I can't really remember changing anyone in a major way, but I have helped a few people over the years who were really negative and angry about things, or depressed.  Folks often came to me for advice, and I'd try to tell them to look at the 'big picture', and their complaints or problems would usually be brought down to a realistic size.


----------



## GeorgiaXplant (Oct 4, 2014)

Change someone? That can't be done. No one can change another person. A person can change, but only that person can make a change.

It's like motivation. No one can motivate another person. Motivation comes from within.

We can "suggest" changes until the cows come home, but whether someone else adopts those suggestions is something they decide for themselves.
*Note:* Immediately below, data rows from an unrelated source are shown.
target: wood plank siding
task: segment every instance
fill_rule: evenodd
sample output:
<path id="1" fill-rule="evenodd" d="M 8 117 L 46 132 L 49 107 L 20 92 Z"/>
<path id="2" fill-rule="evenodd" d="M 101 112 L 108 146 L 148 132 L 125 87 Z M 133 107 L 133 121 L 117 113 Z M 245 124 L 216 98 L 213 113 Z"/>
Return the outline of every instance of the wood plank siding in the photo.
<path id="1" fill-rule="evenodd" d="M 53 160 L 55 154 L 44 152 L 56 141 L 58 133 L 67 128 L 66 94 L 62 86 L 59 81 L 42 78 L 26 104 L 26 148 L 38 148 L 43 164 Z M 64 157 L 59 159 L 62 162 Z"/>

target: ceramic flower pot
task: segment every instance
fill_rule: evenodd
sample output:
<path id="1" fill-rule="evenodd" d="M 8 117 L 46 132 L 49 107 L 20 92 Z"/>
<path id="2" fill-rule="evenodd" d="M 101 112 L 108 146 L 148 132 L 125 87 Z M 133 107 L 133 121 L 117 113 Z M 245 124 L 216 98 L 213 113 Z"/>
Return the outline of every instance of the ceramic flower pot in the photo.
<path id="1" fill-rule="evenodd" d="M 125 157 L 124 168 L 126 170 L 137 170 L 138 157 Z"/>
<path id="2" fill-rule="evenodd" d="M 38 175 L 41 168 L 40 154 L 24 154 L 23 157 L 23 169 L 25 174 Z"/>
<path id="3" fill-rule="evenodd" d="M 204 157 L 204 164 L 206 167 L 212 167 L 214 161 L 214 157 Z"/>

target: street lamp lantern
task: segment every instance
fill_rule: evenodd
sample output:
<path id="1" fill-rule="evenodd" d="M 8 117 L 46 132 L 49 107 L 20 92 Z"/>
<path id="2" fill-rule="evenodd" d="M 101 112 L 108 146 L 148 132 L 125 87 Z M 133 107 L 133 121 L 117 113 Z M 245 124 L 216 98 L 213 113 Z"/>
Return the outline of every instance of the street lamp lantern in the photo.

If a person makes a change to please another person, it's a change that won't last.


----------



## Falcon (Oct 4, 2014)

Why on Earth would I presume to be qualified to change ANYONE ?!

I find it best to mind my own business and let the professionals  do the changing, if they can help.


----------



## Meanderer (Oct 4, 2014)

We can only change ourselves....course we know we're perfect!


----------



## oldman (Oct 5, 2014)

I think Dalai Lama once said, "Change comes from within."


----------



## ClassicRockr (Oct 5, 2014)

Well, one thing for sure, my wife had no objections to changing the type of Western boots she was wearing, being around the rodeo family I knew and learning the lingo. She really gives me the credit for the changes, but you folks are 100% right.........if she didn't want to change, she wouldn't have. Her mom didn't understand the "change", but did finally accept it when she seen how happy her daughter was about it. In fact, we both wanted a Western Wedding and that's exactly what we had..........including me roping my new bride at our Wedding Reception! Yep, swung my loop, delivered it right around her and pulled her in! Sure was easier than trying to catch a steer! LOL


----------



## SifuPhil (Oct 5, 2014)

I know the party line is that we cannot change others, but I disagree.

In my professional life I spent over 35 years changing people. Yes, of course it was _their_ decision to change, but I was the "finger pointing to the moon" (Buddhist quote), the catalyst, that instituted that change, and I'm rightly honored and proud to have been a vital part of that process.

But my private life has a less impressive batting average - for every positive change I've wrought there seems to be a negative one. I suppose when I shed my "working clothes", when I cease being Doctor Phil or Sifu Phil, I also sometimes lose sight of the big picture that is always present in my work. 

I suppose I'm still a work in progress in that way.


----------



## WhatInThe (Oct 6, 2014)

"their decision to change" says it all.

Many don't or won't change. Can they change-absolutely. At any age.

One of the road blocks as usual is ego. Many think they learned everything they needed when young or had/have their act together since then. Change would be admission they are doing something wrong or could do something better. Some people hate effort and work as well.

That and many view a teacher as an authority figure. Those people that don't want to learn or change now were probably rebel boys and girls when young. They are still fighting the power stickin it to the man. In some respects people don't change, they simply ACT differently. Most people change their acting style but not content.


----------